It didn’t matter to the party faithful that U.S. Rep. Robert E. Andrews first said he wouldn’t run for his House seat and then he annouced he would run again. And, it doesn’t matter to voters either, according to a poll released today by the William J. Hughes Center at Stockton College.
 
More than 75 percent of those polled said they didn’t care that Andrews broke his promise. Only 18 percent said it made them less likely to vote for him.
 
Andrews shocked the political community last April when he jumped into the Democratic U.S. Senate primary against U.S. Sen. Frank Lautenberg. Because he was running for Senate, Andrews could not simultaneously appear on the ballot for the House seat he was first elected to in 1990.
 
He and Democrats put his wife, Camille Spinello Andrews on the June 3 primary ballot as a place holder candidate. The plan was that Democrats would select a candidate in a nominating convention.
 
But after Andrews lost the primary to Lautenberg, Democrats waited through the summer for Andrews to make a decision.
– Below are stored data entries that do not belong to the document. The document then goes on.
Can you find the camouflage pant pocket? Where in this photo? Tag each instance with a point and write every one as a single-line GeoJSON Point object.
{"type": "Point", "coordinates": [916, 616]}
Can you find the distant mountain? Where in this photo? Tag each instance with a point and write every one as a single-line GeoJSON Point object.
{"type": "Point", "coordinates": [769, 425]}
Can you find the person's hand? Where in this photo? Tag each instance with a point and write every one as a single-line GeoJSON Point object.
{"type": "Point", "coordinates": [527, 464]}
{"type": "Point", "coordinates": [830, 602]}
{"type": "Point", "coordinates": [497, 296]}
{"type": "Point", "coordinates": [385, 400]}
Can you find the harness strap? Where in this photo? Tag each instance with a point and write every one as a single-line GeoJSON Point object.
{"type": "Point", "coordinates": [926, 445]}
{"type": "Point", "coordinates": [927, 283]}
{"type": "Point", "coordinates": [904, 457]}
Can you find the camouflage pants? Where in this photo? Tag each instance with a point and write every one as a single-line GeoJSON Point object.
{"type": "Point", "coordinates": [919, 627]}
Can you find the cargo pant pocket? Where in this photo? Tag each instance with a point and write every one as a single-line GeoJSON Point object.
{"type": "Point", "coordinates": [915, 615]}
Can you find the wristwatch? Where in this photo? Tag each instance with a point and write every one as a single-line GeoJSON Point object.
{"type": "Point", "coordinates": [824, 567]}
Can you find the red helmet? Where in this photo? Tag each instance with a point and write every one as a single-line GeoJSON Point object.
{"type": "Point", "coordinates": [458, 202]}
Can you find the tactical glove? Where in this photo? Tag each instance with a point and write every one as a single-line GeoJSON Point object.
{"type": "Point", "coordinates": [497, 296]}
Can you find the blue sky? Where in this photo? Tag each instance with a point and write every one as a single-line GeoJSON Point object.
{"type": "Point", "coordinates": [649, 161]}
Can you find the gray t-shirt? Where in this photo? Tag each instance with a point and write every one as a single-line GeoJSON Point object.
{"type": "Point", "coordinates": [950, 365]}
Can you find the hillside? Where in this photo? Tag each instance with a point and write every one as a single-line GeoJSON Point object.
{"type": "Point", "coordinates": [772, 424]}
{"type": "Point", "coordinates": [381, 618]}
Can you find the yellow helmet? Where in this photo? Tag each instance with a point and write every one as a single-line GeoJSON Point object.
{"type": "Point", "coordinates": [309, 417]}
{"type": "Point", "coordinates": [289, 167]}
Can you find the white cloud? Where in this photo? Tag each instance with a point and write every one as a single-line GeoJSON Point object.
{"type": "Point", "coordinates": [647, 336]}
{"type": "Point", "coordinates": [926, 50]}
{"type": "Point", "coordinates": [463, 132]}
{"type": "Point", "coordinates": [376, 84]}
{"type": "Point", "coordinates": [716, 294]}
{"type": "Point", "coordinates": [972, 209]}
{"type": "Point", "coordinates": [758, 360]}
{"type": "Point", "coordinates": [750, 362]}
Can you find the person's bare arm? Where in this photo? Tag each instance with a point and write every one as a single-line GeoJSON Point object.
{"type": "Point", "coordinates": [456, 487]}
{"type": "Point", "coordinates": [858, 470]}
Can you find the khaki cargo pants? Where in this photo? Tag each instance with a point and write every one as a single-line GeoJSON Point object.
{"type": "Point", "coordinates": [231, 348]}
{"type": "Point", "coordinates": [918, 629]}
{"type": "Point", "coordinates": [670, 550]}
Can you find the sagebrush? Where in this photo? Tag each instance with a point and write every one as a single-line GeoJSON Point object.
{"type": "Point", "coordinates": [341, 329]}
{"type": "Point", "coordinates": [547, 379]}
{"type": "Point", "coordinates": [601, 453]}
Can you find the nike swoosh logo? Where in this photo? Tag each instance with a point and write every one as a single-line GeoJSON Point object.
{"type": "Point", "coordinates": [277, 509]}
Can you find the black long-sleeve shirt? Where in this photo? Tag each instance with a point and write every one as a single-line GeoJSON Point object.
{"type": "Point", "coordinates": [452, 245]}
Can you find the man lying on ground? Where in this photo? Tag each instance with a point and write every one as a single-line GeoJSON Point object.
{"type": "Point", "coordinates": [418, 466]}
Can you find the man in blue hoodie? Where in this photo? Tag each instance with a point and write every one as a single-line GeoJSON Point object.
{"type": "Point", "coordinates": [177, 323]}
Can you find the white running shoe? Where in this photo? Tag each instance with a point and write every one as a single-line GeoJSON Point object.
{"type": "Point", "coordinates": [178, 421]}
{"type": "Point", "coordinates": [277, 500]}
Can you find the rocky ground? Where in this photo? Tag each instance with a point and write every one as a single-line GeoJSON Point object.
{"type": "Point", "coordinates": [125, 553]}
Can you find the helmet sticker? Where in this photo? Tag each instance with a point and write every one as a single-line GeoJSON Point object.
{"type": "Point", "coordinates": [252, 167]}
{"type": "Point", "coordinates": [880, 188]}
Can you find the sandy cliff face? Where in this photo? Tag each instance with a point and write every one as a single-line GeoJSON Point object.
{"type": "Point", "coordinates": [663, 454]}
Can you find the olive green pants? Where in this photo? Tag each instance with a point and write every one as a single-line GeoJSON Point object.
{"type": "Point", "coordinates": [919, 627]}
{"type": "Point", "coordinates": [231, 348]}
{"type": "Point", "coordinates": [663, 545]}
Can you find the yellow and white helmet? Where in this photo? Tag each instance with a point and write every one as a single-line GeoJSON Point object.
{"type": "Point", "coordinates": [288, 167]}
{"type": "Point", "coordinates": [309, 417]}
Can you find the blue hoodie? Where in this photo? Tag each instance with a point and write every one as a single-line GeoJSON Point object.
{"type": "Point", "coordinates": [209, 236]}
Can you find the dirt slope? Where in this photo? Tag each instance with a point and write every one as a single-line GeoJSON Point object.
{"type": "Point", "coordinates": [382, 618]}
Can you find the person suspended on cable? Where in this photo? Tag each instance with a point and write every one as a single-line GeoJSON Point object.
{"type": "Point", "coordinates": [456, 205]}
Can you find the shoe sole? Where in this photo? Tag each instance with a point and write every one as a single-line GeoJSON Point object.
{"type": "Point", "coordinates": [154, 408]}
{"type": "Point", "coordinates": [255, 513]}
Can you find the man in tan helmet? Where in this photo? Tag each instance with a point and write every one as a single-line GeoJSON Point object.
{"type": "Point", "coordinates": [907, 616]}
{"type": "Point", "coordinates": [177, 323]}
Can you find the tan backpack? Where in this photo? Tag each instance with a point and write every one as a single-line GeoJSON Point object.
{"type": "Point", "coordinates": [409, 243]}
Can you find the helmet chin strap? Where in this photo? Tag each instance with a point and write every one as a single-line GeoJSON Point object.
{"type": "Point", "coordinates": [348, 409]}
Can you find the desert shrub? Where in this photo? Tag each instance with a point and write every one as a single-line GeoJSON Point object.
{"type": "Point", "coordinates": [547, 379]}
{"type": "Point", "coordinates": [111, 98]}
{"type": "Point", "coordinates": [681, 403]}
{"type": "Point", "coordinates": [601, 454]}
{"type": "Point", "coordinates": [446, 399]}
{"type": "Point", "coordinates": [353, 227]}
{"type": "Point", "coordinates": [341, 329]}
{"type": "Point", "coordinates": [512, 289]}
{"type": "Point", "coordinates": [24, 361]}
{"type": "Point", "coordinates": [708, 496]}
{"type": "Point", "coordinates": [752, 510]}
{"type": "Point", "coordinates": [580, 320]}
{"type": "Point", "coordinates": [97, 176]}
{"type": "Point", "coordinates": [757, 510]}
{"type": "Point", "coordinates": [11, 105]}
Shortly after Labor Day, he said he wanted to run for his old seat because he’d had a “change of heart.” In a quickly arranged party convention, Democrats nominated him to run for the seat again.
 
The poll confirms what pundits have been saying all along -- in one of the country's safest seats, the Democrat is heavily favored to win.
 
Among likely voters, Andrews is ahead of Republican Dale Glading, a prison minister from Barrington by 73 percent to 16 percent.
 
Stockton used Zogby International to conduct the poll of 400 likely voters living in the district which covers much of Camden County and includes parts of Gloucester and Burlington counties. The poll was conducted between Sept. 18 and Sept. 20 and has a margin of error of plus or minus 4.5 percentage points.